Analyst note: This scam targets individuals, particularly the elderly, who have already been scammed and are exposed to further financial losses and fraud. To protect themselves, the FBI recommends verifying credentials, demanding proof of identity, and avoiding any payments until legitimacy is confirmed.
Fortinet Warns of Critical Flaw in FortiSIEM with Practical Exploit Code in Wild
What we know: Fortinet is alerting of a critical command injection vulnerability (CVE-2025-25256) in FortiSIEM that has a “practical exploit code” in the wild, but it is not confirmed yet if a functional exploit code exists.
Context: FortiSIEM is a central security monitoring system often used by governments, businesses, and financial institutions, among others. The alert coincides with a report warning of a spike in brute force attacks targeting Fortinet SSL VPNs, but it is not confirmed if the two developments are related.
Analyst note: The flaw is likely to enable threat actors to breach a target’s network without being detected, as Fortinet also warned the exploitation does not produce distinctive indicators of compromise (IOCs). Data theft, encryption, or disruptions are likely in case of compromise.
CISA and Partners Release Advisory to Strengthen OT Security
What we know: CISA and partners have issued guidance to help organizations dealing with operational technology (OT) build and maintain detailed asset inventories to better secure critical infrastructure. This resource aims to support organizations in risk reduction and protecting vital assets.
Context: OT systems control critical infrastructure like energy and water, making it essential to protect them from threat actors seeking to exploit vulnerabilities, weak authentication, poor segmentation, and insecure protocols to disrupt operations and cause harm.

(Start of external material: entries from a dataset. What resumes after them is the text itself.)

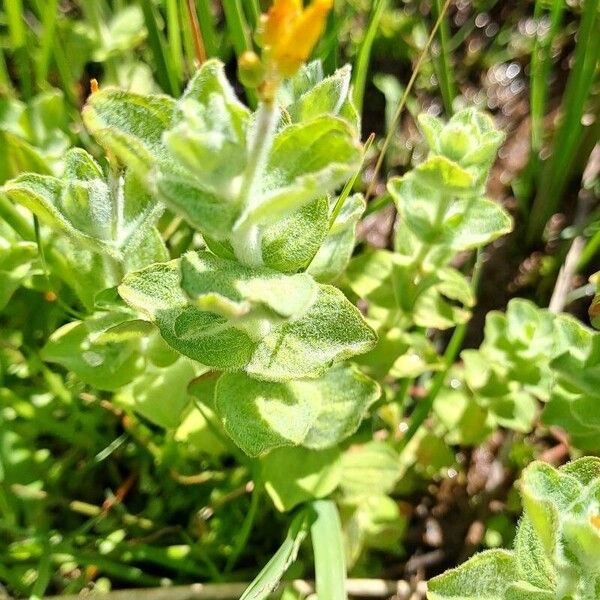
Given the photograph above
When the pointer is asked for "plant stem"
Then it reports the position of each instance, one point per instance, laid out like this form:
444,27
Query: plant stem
244,534
246,240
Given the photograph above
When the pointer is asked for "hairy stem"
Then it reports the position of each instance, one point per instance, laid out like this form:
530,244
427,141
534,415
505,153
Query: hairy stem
247,239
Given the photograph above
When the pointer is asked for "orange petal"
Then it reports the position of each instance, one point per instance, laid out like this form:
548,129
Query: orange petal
295,48
280,18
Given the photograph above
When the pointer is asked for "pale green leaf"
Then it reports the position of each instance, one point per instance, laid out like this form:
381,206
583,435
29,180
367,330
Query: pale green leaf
296,475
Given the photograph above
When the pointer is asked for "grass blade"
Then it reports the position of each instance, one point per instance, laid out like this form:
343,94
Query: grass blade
361,67
269,577
328,547
443,62
558,171
174,37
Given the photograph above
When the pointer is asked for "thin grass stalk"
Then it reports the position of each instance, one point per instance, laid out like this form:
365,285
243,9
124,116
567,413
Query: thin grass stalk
6,86
239,34
165,71
174,37
65,74
443,62
557,172
196,33
361,66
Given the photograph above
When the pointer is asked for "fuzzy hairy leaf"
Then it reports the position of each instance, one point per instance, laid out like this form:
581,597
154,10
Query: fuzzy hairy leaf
315,413
222,329
295,475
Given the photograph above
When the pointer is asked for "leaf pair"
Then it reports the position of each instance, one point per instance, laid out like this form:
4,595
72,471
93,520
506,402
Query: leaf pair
229,317
196,153
556,547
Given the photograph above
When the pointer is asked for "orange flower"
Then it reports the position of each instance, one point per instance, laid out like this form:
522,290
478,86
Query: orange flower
292,31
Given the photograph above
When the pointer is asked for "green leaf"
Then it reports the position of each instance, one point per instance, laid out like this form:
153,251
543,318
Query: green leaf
306,161
486,576
309,95
226,332
266,581
156,292
203,274
547,493
370,469
106,365
534,565
295,475
207,152
260,416
330,331
482,222
334,253
160,394
328,547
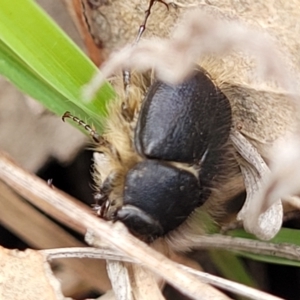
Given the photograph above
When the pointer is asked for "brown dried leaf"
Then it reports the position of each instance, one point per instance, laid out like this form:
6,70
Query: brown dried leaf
26,275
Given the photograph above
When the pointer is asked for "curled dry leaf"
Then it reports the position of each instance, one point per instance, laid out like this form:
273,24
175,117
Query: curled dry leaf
27,275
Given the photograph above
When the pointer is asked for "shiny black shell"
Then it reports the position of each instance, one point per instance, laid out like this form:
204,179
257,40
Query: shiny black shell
187,123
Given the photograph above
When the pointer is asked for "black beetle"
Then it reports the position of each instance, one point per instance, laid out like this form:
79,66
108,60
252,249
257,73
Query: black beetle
159,159
179,137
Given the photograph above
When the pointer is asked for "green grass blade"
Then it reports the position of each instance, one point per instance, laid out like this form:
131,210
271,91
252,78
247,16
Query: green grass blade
32,43
285,236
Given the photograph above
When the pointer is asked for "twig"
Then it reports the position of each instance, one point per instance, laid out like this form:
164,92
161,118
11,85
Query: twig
225,284
61,207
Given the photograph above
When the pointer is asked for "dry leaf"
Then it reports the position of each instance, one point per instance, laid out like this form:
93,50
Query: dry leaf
26,275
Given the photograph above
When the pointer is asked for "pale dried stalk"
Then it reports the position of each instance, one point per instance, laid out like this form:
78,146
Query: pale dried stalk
239,244
63,209
200,35
258,218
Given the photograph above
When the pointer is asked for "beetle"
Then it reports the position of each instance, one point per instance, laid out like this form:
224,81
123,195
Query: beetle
153,169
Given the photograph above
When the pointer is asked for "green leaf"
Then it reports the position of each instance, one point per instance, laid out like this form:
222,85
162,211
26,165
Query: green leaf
284,236
38,57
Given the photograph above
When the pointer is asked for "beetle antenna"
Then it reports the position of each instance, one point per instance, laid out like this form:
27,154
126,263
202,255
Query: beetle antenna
96,137
142,28
147,14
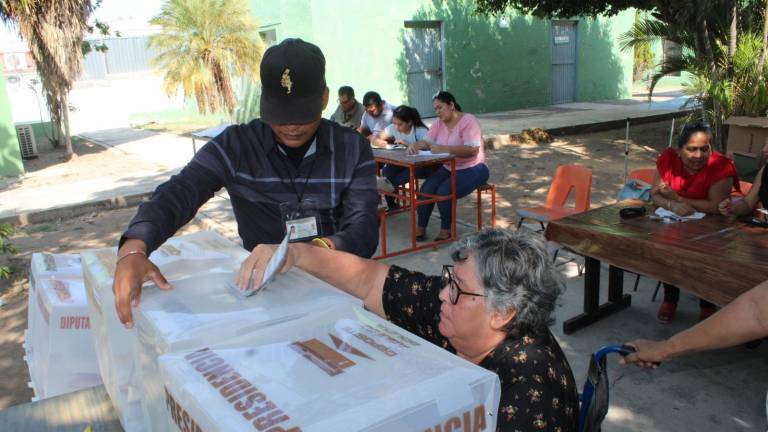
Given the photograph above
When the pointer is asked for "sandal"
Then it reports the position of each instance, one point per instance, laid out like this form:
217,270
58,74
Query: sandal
666,312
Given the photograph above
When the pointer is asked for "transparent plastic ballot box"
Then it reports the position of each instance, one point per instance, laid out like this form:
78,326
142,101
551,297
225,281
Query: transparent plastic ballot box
44,265
206,310
61,357
180,258
338,369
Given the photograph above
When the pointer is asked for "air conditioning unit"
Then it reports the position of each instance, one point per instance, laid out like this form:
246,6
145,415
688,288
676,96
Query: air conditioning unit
26,141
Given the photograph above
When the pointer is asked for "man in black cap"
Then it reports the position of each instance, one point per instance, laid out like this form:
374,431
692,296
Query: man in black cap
288,172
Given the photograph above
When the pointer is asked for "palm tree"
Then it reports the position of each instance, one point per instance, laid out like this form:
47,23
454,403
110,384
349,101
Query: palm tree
203,43
54,31
726,80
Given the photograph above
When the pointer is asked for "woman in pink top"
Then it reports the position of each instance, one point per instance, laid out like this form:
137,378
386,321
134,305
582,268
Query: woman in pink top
457,133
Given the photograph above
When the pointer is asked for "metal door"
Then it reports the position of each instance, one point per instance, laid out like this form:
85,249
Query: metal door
424,55
563,61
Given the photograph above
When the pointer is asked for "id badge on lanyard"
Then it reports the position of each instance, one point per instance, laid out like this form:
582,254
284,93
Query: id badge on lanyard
301,220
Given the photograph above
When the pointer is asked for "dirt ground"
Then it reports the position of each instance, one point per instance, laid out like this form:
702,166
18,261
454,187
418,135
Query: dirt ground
522,174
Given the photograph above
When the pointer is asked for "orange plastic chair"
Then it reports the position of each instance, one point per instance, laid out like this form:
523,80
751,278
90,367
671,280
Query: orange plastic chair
567,178
745,188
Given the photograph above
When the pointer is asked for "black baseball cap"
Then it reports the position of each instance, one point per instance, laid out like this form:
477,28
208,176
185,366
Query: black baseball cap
292,83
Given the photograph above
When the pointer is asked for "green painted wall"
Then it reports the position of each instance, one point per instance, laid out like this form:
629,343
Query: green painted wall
10,154
487,67
604,71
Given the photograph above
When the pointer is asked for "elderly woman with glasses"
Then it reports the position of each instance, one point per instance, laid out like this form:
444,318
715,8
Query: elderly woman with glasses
491,307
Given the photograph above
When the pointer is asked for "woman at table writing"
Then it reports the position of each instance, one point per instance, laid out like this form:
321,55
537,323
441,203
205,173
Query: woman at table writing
758,194
691,178
459,134
406,129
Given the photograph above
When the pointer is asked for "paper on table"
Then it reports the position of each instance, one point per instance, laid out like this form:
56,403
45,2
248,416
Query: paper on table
273,269
672,216
429,153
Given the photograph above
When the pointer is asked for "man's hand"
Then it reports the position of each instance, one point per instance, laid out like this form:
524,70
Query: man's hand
649,353
252,269
131,272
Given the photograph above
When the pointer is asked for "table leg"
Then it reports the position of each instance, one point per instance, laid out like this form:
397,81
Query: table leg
453,199
593,311
412,194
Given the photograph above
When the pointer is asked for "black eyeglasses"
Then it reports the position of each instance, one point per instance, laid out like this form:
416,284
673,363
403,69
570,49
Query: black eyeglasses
454,292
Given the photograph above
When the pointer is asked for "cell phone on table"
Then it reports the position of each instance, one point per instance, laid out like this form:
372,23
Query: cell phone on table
757,222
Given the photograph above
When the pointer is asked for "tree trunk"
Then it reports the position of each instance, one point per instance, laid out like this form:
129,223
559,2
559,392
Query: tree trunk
714,79
65,118
732,37
761,62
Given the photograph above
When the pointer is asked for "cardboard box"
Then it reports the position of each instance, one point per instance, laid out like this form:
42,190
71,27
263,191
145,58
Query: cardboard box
179,258
339,369
747,134
203,311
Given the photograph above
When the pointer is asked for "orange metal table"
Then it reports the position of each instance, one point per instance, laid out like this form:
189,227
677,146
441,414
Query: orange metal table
413,198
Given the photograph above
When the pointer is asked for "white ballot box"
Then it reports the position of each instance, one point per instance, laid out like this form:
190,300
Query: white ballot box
59,345
339,369
202,311
179,258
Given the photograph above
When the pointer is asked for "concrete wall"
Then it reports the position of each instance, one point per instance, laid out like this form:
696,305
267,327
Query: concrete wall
10,154
487,67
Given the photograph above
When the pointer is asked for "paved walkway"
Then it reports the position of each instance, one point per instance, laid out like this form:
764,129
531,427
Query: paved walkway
166,154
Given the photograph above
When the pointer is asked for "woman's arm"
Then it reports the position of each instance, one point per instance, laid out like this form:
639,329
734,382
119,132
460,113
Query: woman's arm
717,193
747,205
743,320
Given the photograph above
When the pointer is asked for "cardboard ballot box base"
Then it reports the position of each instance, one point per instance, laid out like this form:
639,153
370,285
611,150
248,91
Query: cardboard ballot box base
180,258
339,369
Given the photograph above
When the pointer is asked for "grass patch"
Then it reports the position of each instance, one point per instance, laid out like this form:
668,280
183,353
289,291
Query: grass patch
181,121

Analyst note: Threat actors are likely to target OT environments without asset inventories, enabling longer undetected access for data theft and code execution. Stronger cybersecurity postures improve vulnerability patching, segmentation, and remote access security.

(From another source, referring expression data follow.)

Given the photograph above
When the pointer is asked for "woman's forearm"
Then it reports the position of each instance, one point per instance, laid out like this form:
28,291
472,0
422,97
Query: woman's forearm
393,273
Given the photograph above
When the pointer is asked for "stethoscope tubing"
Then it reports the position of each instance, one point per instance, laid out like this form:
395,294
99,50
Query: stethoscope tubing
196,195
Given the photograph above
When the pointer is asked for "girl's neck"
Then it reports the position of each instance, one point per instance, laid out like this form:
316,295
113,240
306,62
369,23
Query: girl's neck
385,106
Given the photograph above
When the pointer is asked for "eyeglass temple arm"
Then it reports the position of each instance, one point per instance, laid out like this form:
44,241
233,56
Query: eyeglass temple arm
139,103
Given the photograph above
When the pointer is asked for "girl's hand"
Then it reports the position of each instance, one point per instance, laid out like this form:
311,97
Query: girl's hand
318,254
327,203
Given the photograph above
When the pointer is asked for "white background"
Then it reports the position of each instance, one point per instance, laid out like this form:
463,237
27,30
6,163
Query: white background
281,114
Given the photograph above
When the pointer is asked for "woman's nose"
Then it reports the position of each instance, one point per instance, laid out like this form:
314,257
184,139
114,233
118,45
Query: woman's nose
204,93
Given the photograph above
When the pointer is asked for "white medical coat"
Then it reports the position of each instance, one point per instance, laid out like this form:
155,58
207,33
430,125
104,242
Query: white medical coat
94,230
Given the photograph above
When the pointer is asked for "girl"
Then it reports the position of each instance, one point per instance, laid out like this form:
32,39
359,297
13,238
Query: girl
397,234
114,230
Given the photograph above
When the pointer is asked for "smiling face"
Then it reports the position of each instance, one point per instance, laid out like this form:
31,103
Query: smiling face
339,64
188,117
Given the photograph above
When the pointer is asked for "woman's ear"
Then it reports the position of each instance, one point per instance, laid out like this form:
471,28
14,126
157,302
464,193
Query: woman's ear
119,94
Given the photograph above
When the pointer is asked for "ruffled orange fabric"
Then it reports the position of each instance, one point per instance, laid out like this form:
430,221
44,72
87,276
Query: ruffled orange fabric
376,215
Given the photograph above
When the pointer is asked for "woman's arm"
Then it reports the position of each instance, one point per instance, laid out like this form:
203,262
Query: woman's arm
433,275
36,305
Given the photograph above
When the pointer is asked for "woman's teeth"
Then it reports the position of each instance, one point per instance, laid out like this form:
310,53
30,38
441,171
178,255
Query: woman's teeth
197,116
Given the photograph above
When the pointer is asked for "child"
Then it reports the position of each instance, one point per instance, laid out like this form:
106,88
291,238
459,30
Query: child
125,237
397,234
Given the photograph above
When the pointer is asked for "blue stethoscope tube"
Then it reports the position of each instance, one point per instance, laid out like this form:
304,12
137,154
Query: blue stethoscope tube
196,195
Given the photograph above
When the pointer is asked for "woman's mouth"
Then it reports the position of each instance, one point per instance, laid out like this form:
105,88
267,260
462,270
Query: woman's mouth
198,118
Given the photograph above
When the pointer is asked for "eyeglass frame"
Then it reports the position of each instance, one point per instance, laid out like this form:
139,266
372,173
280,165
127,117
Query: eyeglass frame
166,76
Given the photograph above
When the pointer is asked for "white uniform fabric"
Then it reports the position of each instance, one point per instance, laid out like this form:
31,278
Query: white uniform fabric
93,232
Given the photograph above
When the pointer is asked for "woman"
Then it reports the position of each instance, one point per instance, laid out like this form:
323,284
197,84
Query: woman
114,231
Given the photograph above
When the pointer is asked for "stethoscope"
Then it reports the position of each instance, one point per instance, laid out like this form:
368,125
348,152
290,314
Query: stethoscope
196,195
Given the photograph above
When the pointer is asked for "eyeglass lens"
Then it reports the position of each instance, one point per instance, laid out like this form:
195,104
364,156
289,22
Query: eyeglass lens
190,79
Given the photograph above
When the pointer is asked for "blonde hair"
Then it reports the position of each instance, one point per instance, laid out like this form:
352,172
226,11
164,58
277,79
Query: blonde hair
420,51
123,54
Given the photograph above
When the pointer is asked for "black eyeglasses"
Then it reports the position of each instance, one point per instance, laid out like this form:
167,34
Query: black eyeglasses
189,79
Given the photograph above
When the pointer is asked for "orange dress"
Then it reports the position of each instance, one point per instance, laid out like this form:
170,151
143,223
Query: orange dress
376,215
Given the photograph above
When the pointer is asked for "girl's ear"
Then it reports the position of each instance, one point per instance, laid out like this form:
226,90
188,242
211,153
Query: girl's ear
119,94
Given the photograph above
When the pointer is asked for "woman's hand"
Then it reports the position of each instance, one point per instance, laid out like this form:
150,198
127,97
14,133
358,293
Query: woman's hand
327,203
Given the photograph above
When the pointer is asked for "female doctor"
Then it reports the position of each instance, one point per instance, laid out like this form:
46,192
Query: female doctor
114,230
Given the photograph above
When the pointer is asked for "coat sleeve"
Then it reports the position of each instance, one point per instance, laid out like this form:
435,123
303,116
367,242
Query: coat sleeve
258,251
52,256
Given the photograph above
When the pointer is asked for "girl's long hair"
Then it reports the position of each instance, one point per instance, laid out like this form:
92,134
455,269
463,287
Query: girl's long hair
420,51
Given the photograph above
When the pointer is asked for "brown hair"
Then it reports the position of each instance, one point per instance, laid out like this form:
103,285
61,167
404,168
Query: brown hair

DEEP AND DARK WEB INTELLIGENCE
ZeroFox advisory on Scattered Lapsu$ Hunters: Telegram channel “scattered lapsu$ hunters - The Com HQ SCATTERED SP1D3R HUNTERS,” reportedly consisting of members from threat collectives Scattered Spider, ShinyHunters, and Lapsu$, was banned from the platform. ZeroFox observed that the group has since migrated to a new backup channel. Member “Shiny” also alleged that BreachForums is under the control of French law enforcement. There is a roughly even chance that the launch of the new Telegram channel signals an intent by the three collectives to collaborate in future cybercrime operations.
VULNERABILITY AND EXPLOIT INTELLIGENCE
CISA flags two vulnerabilities: CISA has added two actively exploited flaws, CVE-2025-8875 (insecure deserialization) and CVE-2025-8876 (command injection), to its Known Exploited Vulnerability (KEV) catalog on August 13, 2025. Unpatched systems could enable attackers to compromise systems through remote monitoring, giving them control over enterprise networks.

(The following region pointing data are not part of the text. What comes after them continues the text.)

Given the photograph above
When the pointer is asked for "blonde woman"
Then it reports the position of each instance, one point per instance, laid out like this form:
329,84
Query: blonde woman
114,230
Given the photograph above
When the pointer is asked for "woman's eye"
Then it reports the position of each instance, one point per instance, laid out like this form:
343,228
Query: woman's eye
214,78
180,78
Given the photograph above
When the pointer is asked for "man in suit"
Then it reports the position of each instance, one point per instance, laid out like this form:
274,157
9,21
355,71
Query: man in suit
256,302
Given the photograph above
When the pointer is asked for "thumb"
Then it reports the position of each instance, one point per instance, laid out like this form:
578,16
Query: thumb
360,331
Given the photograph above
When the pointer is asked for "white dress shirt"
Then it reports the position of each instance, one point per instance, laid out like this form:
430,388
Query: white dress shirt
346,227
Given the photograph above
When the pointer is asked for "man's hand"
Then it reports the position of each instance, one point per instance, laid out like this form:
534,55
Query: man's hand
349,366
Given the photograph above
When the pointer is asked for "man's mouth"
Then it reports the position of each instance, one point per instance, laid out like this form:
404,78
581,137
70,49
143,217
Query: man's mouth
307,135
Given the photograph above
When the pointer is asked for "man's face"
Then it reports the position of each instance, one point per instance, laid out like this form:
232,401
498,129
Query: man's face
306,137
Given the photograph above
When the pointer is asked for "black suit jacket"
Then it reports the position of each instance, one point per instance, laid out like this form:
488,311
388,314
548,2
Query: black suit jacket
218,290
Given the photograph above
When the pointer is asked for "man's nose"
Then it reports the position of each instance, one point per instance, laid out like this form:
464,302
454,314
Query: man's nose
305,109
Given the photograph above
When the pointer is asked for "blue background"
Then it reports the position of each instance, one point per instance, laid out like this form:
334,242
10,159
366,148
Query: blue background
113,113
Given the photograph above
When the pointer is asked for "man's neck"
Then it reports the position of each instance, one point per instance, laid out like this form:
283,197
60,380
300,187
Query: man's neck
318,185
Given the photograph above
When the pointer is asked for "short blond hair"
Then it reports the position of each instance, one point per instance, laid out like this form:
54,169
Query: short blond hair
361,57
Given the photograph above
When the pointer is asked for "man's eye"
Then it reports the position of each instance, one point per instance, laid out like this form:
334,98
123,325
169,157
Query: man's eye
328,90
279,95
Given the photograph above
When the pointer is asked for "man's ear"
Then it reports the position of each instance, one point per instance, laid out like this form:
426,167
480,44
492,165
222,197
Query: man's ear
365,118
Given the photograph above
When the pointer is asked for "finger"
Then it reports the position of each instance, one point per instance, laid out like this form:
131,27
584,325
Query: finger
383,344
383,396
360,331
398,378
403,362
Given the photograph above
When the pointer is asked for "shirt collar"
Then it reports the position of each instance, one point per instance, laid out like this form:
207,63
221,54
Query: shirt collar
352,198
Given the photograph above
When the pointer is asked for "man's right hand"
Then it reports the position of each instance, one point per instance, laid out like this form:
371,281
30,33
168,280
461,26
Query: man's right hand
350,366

Affected products: The affected products are listed in this advisory.
Zoom and Xerox’s bug fixes: Zoom has patched a flaw, CVE-2025-49457, involving unauthenticated privilege escalation via network access. Xerox has fixed two vulnerabilities, CVE-2025-8355 and CVE-2025-8356, which could enable threat actors to perform server-side request forgery and remote code execution. If left unpatched, threat actors could gain elevated privileges on affected systems, enabling them to install malware, exfiltrate data, and disable security controls.
Affected products: The affected products are included in Zoom's and Xerox's advisories.